Defying the Energy Transition: ExxonMobil’s Standoff with Climate Defenders
| By Linyi Zheng |
Legacy Oil and Gas Producer Resists ESG Pressures
Amidst the uncertainties permeating the energy market, global oil and gas enterprises find themselves navigating a complex landscape of pressures aimed at either sustaining or enhancing production levels. On January 21st, ExxonMobil, the American oil giant, launched a legal offensive against two prominent Environmental, Social, and Governance (ESG) advocacy investment institutions, Arjuna Capital and Follow This. ExxonMobil’s objective is to stifle the advancement of these organizations’ emission reduction proposals into the shareholder meeting voting process. While Arjuna Capital and Follow This withdrew their proposal on February 2nd, ExxonMobil’s legal maneuver is widely perceived as a retaliatory strike against climate advocates and the ESG investment community.

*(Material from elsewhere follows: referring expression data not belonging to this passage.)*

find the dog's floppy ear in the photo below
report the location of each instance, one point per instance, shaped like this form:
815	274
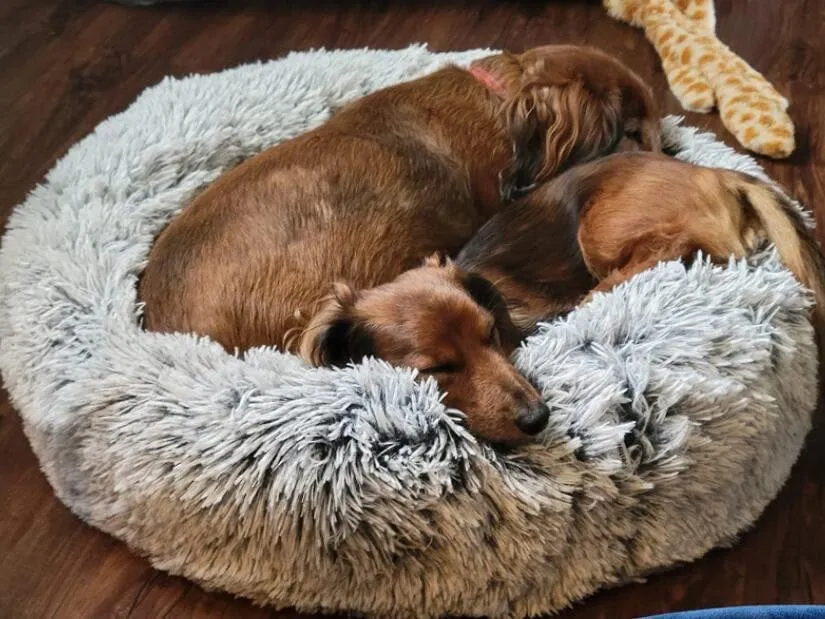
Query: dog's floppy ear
554	127
483	292
334	336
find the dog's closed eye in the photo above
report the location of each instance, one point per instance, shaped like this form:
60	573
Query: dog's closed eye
442	368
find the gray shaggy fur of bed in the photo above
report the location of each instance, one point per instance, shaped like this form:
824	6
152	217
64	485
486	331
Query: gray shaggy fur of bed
680	401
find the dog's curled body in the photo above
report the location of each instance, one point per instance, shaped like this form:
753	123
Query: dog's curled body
602	222
360	199
390	179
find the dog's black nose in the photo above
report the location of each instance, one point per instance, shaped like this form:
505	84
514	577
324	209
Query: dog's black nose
533	419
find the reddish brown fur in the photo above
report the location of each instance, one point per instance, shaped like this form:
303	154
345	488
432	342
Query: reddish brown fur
386	181
446	324
601	223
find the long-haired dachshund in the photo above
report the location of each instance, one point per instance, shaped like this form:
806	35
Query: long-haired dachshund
591	228
389	179
600	223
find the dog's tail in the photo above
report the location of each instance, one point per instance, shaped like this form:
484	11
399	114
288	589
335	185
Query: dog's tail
784	226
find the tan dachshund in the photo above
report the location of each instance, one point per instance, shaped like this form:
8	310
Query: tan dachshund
600	223
389	179
590	229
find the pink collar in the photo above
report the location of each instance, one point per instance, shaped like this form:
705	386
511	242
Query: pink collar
490	80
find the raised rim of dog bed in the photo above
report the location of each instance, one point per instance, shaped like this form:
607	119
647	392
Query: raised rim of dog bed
679	401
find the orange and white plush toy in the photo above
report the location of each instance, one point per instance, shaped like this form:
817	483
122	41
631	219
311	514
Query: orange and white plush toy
702	71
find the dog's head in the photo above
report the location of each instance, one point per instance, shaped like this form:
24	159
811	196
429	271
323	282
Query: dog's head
449	325
565	105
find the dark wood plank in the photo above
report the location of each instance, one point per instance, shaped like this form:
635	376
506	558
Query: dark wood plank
68	64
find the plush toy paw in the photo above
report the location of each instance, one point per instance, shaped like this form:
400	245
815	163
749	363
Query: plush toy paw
703	72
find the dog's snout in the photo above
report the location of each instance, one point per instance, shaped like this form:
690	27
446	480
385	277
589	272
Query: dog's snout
533	418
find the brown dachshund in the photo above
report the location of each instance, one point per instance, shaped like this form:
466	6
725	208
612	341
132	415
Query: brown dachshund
590	229
600	223
388	180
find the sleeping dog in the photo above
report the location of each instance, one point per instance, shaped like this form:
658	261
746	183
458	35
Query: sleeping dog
389	179
588	230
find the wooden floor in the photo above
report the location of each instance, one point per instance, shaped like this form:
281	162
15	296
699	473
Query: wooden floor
65	65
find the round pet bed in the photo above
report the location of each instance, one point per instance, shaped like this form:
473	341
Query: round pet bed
680	401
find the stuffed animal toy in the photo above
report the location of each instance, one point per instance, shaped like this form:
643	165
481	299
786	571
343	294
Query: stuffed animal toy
702	71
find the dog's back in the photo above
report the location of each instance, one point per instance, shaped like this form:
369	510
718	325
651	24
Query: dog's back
602	222
363	197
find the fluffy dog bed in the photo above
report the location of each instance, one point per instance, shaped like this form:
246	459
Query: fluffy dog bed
680	401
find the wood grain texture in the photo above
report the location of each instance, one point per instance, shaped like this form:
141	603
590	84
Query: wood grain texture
65	65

Fortifying A Stance Amidst Market Dynamics and Shareholder Expectations, Despite Climate Change Realities
This development occurs against the backdrop of shifting industry dynamics. Three years post facing a “climate coup” in its board elections, ExxonMobil’s conservative stance has garnered support among its fossil fuel peers. Despite this, ExxonMobil’s stock price witnessed a temporary dip upon the disclosure of the incident, only to rebound with a notable 6.3% increase by the end of the subsequent week, according to the Financial Times. All eyes are now on Scope 3 emissions reduction, with ExxonMobil’s lawsuit primarily aimed at safeguarding its oil and gas production and market share.
According to Reuters, as ExxonMobil fortifies its production position, shareholder support for emission reduction proposals has dwindled from 27.1% to 10.5%. Yet, ESG investors persist in applying pressure. Follow This, in collaboration with 26 other institutions, submitted similar proposals to Shell’s forthcoming shareholder meeting, signaling a broader industry-wide push for climate protection actions.
Fossil Fuel’s Fading Future
Amidst the changing energy landscape, a crucial question arises: Why are global oil and gas companies slow in their transition efforts? Despite profiting from the European energy crisis, these companies prioritize profit over transitioning to cleaner fuels. This is reflected in the fact that only 1% of global clean energy investments are made by oil and gas companies, with most of the investments coming from private entities.
As the industry grapples with these challenges, the struggle for oil and gas production amidst ESG pressures highlights the complexities of navigating the energy transition terrain. The slow transformation of the global energy system and the continued high demand for fossil fuels are some of the reasons why major oil companies are hesitant to embrace significant transformations.